Since then, India has been positioning itself as a dominant military power with serious implications for peace and security of the whole region. Its nuclear triad creates serious concerns and fears among the smaller states of the region. It is this anomalous geopolitical situation that has kept Saarc from delivering on its promise or potential if it had any. While other regions are moving ahead with accelerated economic growth and affluence, South Asia remains mired in its unbroken legacy of poverty and conflict. The EU and Asean are success stories only because they had the advantage of geopolitical harmony in evolving a common approach in meeting their socio-economic challenges.
In the absence of a cohesive regional impulse, Saarc remained captive to the geopolitics of the region. Throughout its existence, Saarc has remained fraught with mutual mistrust and centrifugal tendencies from the very beginning. Political differences and bilateral disputes have impeded its performance. Absence of an intra-regional dispute settlement mechanism has severely limited its capacity to develop the needed regional approach.
Afghanistan’s admission into Saarc as its eighth member at the 2007 New Delhi summit was in itself a deliberate attempt at deepening Saarc’s geopolitical fault-lines. No wonder, as long as Afghanistan is in turmoil, there is no prospect of any breakthrough towards genuine economic integration in this part of Asia.
To perform, Saarc needed an enabling environment, free of mistrust and hostility, without which no regional arrangement anywhere in the world has worked. At the last Saarc Summit in Kathmandu in 2014, Prime Minister Narendra Modi, did acknowledge the region’s dilemma. He said: “Ham Paas Paas Hain Magar Saath Saath Nahin” (We are so close yet remain far apart).

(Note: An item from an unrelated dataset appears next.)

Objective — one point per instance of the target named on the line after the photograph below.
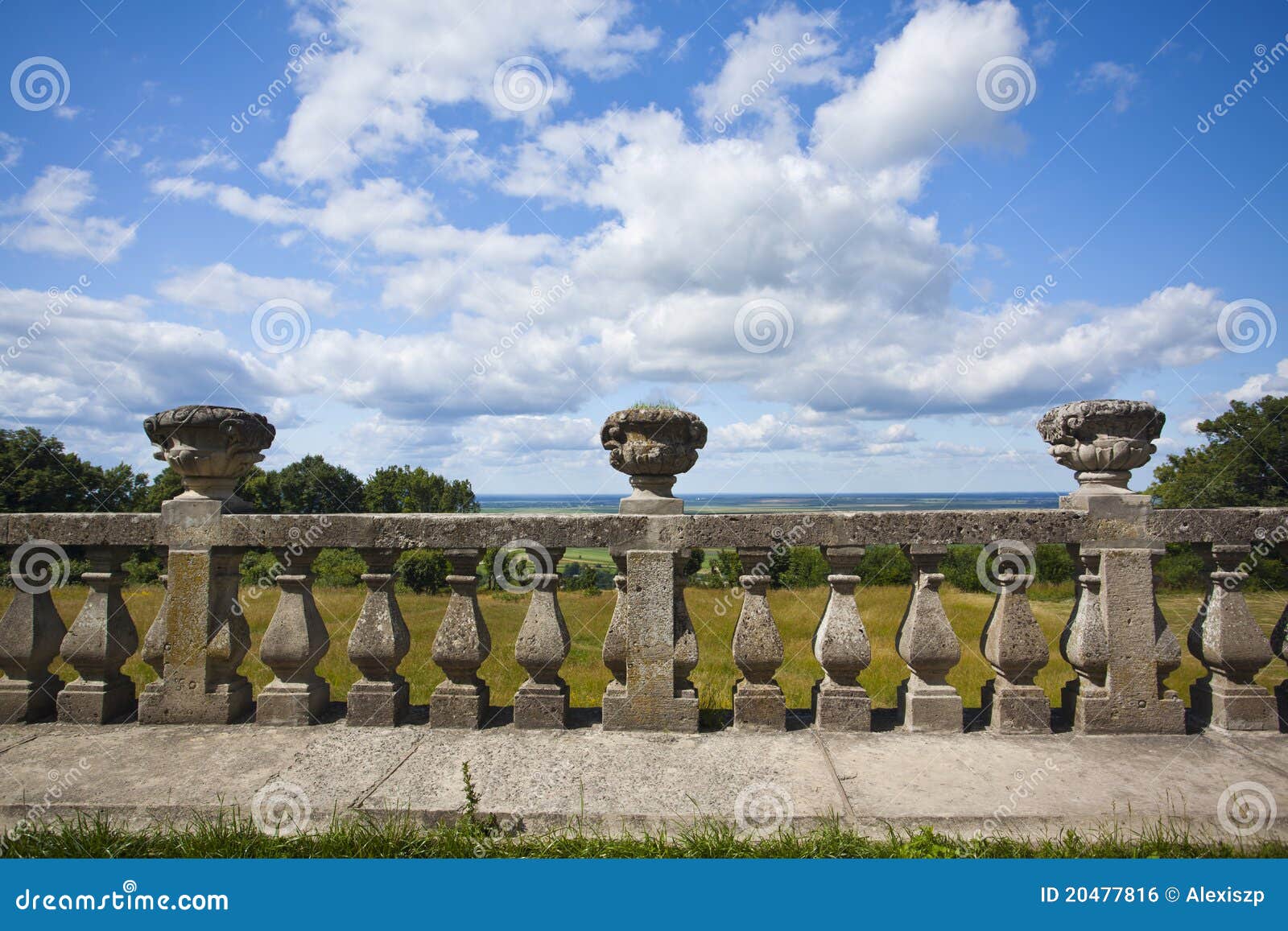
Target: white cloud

In a region throbbing with the optimism of our youth, Modi admitted “we have failed to move with the speed that our people expect and want and called for collective remedial efforts...I know India, because of its size and location has to lead, and we will do our part. I hope each of you will, too.” How ironic that Modi took two years to mobilise that ‘collective’ effort.
But in doing so, he brings Saarc to its trashy end. If Prime Minister Modi was a man of vision, he would not be acting the way he is in anger and frustration; he would have risen above his known limitations and explored how to eliminate the root causes of longstanding disputes in the region. Instead, he opted to remain in his narrowly based, hatred-driven chief ministerial frame of mind with a dubious ‘hit-and-miss’ reputation. Modi’s obsession with Pakistan is finding manifestation in antics, one after the other; these antics have brought the region to the brink of another deadly war.
Incidents are being engineered to deflect global attention from the brutalities being perpetrated by his security forces in Indian Occupied Jammu and Kashmir. Pakistan has rejected his “litany of falsehoods and a travesty of facts and history that only reflects the deceit and hostility towards Pakistan...”
If this region is to find its place in today’s changing world, it will have to come out of its geopolitical logjam. But the trust deficit within the region will not go away until India as a larger country in the region inspires confidence among its neighbours by removing their fears of its hegemonic ambitions in the region. But are we sure about India?